Lovelace was held in high regard by her peers. In an 1843 letter to Michael Faraday, Babbage referred to her as “that Enchantress who has thrown her magical spell around the most abstract of Sciences and has grasped it with a force which few masculine intellects (in our own country at least) could have exerted over it.”

Personal Life
Ada Lovelace’s socialite-like personal life was in sharp contrast to her isolated childhood and dedication to the study of mathematics and science. Along with Charles Babbage, her close friends included kaleidoscope creator Sir David Brewster, electric motor inventor Michael Faraday, and popular novelist Charles Dickens. In 1832, at age 17, Ada became a regular celebrity at the Court of King William IV, where she was known as “a popular belle of the season” and celebrated for her “brilliant mind.”

In July 1835, Lovelace married William, 8th Baron King, becoming Lady King. Between 1836 and 1839, the couple had three children: Byron, Annabella, and Ralph Gordon. In 1838, Ada became Countess of Lovelace when William IV made her husband the Earl of Lovelace. Typical of members of the English aristocracy of the day, the family lived seasonally in three homes, including mansions located in Surry and London, and on a sizeable estate on Scotland’s Loch Torridon.

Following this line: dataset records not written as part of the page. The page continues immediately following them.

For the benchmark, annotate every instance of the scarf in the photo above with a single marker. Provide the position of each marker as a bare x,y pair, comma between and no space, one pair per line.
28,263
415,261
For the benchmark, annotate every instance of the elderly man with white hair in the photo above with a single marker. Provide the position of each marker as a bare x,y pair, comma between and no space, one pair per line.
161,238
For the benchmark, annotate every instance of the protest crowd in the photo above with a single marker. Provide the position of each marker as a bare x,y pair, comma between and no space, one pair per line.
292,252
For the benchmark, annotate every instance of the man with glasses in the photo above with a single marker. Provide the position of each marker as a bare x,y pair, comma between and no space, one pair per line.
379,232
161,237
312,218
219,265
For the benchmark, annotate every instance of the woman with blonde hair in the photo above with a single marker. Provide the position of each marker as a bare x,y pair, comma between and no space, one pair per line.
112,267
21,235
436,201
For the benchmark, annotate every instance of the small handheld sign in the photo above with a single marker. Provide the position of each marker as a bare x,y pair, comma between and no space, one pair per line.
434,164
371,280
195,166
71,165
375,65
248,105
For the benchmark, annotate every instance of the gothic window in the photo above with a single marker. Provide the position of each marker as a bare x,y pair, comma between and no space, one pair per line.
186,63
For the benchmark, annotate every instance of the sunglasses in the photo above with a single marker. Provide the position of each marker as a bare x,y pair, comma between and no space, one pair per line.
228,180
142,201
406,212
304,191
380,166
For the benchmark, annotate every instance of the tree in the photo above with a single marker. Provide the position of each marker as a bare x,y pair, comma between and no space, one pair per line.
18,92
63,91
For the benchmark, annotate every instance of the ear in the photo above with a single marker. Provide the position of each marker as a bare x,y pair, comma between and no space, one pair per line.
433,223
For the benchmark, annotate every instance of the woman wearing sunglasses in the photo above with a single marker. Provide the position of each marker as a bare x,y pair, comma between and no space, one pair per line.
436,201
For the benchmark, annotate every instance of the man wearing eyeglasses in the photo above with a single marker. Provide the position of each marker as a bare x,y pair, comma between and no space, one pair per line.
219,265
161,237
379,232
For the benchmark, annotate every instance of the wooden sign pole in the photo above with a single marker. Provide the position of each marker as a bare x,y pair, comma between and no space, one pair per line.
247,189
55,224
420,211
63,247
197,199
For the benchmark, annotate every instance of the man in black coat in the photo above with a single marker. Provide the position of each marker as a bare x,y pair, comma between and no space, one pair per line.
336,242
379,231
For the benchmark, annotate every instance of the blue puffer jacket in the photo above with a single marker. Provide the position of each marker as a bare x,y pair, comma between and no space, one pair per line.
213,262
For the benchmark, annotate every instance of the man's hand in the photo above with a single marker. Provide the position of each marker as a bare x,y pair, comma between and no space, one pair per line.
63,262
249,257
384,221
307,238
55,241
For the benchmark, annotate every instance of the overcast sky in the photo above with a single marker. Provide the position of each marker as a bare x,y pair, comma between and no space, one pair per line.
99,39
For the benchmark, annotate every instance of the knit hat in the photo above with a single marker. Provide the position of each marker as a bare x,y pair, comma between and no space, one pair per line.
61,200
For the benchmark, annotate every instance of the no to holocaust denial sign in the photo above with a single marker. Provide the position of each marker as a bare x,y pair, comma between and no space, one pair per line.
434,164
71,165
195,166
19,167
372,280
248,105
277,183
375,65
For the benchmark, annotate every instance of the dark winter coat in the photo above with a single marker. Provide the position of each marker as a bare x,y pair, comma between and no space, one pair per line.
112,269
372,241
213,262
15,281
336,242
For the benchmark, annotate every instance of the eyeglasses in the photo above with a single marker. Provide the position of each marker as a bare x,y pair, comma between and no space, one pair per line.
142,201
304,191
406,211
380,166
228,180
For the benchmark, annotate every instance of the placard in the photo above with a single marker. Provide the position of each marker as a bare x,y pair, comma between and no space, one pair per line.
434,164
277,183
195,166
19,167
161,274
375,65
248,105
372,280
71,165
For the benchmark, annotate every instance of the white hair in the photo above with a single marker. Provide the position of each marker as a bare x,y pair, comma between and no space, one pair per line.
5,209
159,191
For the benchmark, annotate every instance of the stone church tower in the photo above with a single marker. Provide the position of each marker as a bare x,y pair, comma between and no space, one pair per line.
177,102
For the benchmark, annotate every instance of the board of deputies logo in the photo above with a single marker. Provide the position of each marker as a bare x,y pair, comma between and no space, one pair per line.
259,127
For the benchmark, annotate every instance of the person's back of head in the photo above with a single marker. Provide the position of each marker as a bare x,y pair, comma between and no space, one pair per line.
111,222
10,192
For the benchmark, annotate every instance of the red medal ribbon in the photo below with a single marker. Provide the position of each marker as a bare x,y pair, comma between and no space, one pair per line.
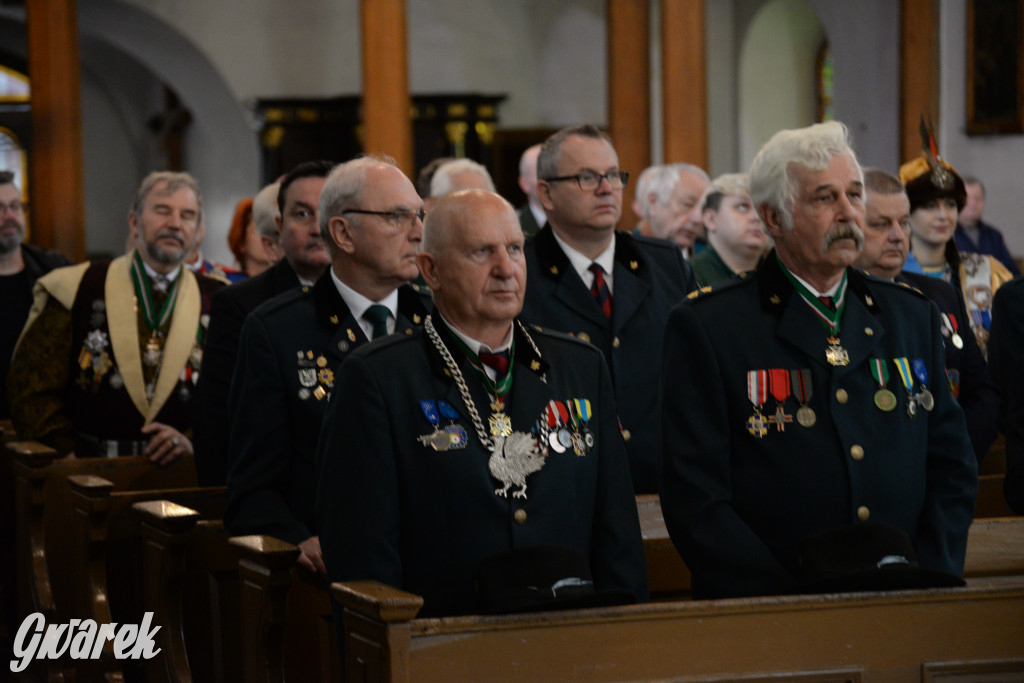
779,382
757,386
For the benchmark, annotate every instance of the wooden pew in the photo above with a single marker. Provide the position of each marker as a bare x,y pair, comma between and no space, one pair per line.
994,556
190,579
289,629
107,549
973,633
45,573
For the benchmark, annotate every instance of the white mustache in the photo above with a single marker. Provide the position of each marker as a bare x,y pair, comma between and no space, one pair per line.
845,230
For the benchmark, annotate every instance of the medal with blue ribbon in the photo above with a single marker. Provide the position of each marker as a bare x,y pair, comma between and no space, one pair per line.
904,373
884,398
757,391
437,439
457,433
925,397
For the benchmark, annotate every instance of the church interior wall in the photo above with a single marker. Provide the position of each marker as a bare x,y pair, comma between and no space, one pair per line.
550,58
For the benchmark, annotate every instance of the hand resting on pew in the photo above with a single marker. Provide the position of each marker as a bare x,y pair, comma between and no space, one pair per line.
311,559
166,443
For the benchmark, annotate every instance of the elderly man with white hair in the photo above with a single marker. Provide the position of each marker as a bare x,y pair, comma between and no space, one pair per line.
810,398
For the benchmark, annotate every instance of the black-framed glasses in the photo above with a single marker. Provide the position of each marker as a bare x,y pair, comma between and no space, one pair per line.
589,180
398,217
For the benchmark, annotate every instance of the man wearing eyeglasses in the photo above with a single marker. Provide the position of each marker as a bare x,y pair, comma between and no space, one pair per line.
611,289
20,266
305,260
371,218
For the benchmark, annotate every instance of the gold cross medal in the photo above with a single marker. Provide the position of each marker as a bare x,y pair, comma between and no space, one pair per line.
836,354
501,424
757,391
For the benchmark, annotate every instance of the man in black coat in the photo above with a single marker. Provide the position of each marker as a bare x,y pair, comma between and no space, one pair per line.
292,346
305,260
887,243
786,416
444,456
623,309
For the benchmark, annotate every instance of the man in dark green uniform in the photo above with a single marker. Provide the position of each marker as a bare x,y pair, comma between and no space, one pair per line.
611,289
808,396
371,219
475,435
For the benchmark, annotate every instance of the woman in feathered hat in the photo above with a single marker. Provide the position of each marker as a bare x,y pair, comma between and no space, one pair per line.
937,195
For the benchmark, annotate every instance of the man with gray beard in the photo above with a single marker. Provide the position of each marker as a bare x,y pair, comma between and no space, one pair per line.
20,266
109,358
806,407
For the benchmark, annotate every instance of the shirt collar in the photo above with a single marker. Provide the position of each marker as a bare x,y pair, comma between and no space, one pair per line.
581,263
357,304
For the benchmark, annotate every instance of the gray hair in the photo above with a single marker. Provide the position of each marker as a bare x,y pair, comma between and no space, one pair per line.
772,182
342,189
551,151
174,181
265,211
443,181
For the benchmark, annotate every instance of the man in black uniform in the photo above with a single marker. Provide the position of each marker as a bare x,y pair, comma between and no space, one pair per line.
291,347
305,260
474,436
887,241
20,266
810,397
611,289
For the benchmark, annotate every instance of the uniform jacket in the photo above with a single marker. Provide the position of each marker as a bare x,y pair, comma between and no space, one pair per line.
966,367
40,261
989,242
78,367
290,350
649,278
736,506
228,311
394,510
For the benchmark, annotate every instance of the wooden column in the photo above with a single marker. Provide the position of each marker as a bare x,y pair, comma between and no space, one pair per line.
629,91
55,157
684,82
386,123
919,72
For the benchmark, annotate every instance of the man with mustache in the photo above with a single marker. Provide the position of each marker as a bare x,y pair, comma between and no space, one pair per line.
370,217
611,289
305,260
808,398
887,241
109,358
474,437
20,265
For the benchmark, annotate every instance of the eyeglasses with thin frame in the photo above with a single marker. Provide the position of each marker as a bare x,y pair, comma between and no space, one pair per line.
590,180
398,217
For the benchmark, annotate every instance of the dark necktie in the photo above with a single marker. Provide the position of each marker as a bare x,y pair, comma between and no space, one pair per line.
500,361
600,290
377,314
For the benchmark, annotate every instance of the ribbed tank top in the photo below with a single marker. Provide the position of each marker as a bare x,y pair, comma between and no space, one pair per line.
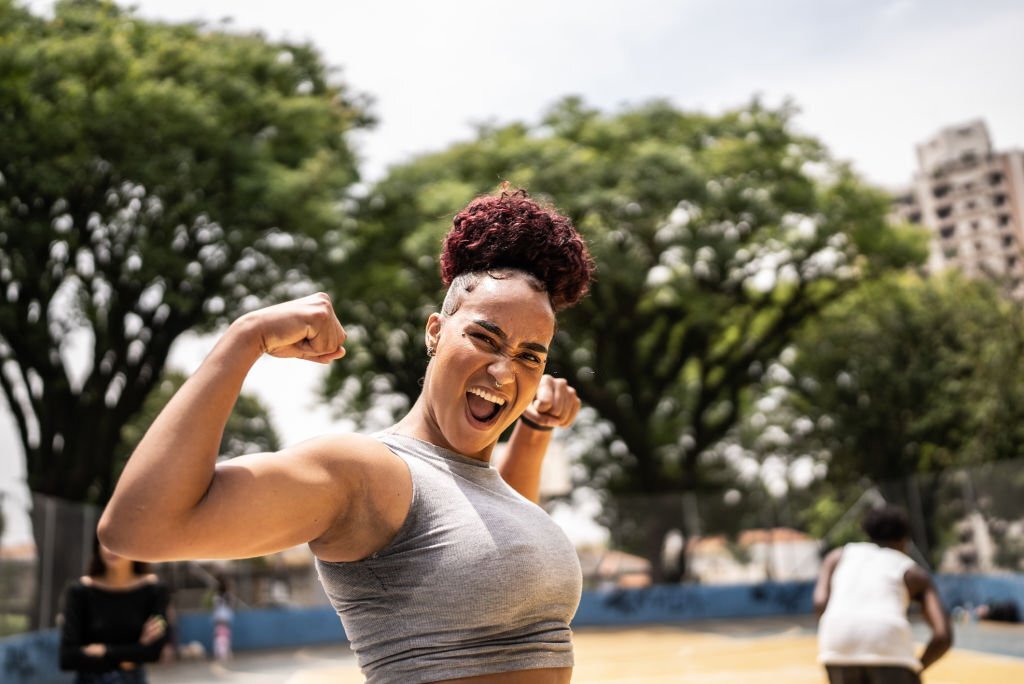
864,622
477,581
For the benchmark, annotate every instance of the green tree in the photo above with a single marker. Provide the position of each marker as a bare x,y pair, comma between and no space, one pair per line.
716,237
249,428
904,382
154,178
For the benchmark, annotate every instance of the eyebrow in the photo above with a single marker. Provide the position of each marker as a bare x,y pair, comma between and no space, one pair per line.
497,331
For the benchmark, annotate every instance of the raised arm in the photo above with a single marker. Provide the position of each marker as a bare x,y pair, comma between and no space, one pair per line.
556,404
173,501
922,589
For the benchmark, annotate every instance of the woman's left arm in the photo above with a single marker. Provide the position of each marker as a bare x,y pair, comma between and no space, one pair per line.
556,404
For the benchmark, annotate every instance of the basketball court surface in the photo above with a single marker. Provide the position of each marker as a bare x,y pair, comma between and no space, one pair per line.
762,650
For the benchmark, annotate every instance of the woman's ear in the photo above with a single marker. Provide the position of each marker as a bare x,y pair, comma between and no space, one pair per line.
433,332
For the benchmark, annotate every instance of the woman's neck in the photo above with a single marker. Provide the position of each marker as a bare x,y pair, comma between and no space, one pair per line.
119,575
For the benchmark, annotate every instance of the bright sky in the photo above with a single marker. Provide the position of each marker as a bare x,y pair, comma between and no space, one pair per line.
871,77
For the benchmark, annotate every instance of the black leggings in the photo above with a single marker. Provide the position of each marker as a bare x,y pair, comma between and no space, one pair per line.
860,674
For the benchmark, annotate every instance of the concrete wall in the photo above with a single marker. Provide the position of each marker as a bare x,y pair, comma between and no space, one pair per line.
32,657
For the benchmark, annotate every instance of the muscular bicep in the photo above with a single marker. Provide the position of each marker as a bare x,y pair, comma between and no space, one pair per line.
262,503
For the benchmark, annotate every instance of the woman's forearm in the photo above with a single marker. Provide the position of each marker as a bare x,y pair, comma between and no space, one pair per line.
523,459
173,465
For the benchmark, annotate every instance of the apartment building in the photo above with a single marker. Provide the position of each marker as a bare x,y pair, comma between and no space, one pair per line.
972,199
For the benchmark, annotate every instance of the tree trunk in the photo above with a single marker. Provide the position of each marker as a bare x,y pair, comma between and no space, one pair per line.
64,531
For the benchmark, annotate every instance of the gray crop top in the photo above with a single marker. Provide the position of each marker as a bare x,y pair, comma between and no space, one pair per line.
477,581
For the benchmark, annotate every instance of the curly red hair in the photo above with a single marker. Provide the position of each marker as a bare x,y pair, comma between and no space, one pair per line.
511,230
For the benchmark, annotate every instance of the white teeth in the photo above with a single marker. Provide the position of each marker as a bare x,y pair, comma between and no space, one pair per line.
482,393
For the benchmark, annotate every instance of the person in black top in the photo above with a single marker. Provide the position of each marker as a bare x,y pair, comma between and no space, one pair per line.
115,620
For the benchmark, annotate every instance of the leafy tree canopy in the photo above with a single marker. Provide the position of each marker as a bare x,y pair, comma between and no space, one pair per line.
154,178
716,238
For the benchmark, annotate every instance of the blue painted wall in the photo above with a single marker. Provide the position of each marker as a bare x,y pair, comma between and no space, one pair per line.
32,658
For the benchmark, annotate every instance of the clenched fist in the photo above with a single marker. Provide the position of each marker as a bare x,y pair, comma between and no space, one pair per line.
556,403
304,328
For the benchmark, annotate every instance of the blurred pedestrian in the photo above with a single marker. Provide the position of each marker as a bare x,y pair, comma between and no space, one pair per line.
115,620
223,617
862,595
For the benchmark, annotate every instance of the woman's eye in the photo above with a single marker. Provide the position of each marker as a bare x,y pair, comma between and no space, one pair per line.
483,338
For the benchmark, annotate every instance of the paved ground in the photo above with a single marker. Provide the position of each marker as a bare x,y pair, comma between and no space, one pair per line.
756,651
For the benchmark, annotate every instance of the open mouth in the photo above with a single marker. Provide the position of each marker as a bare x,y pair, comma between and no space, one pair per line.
483,405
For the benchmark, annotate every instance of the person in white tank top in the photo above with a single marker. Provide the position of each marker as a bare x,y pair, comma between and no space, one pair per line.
862,595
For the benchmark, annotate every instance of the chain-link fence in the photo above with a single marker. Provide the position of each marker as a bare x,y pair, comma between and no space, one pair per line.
962,520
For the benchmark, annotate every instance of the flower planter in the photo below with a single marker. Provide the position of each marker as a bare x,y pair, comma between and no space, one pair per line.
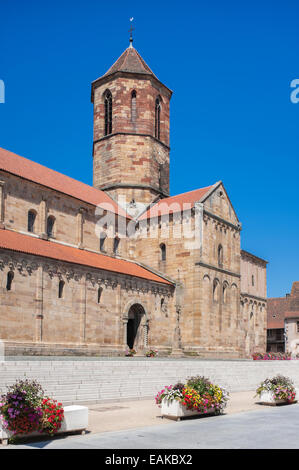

During the late 1840s, even as her acclaim as an accomplished mathematician grew, Lovelace became the subject of scandals arising from rumors of her involvement in extra-marital romantic affairs and an uncontrollable secret gambling habit. By 1851, she had reportedly lost the modern equivalent of nearly $400,000.00 betting on horse racing. Hoping to recoup her losses, Ada created a complex mathematical formula for winning at the track and convinced a syndicate of her male friends, including Charles Babbage, to bankroll her efforts to use it. However, as with all such “sure-fire” gambling systems, Ada’s was doomed to failure. Her mounting losses from making big bets on slow horses left her deeply in debt to the syndicate and forced her to reveal her gambling habit to her husband.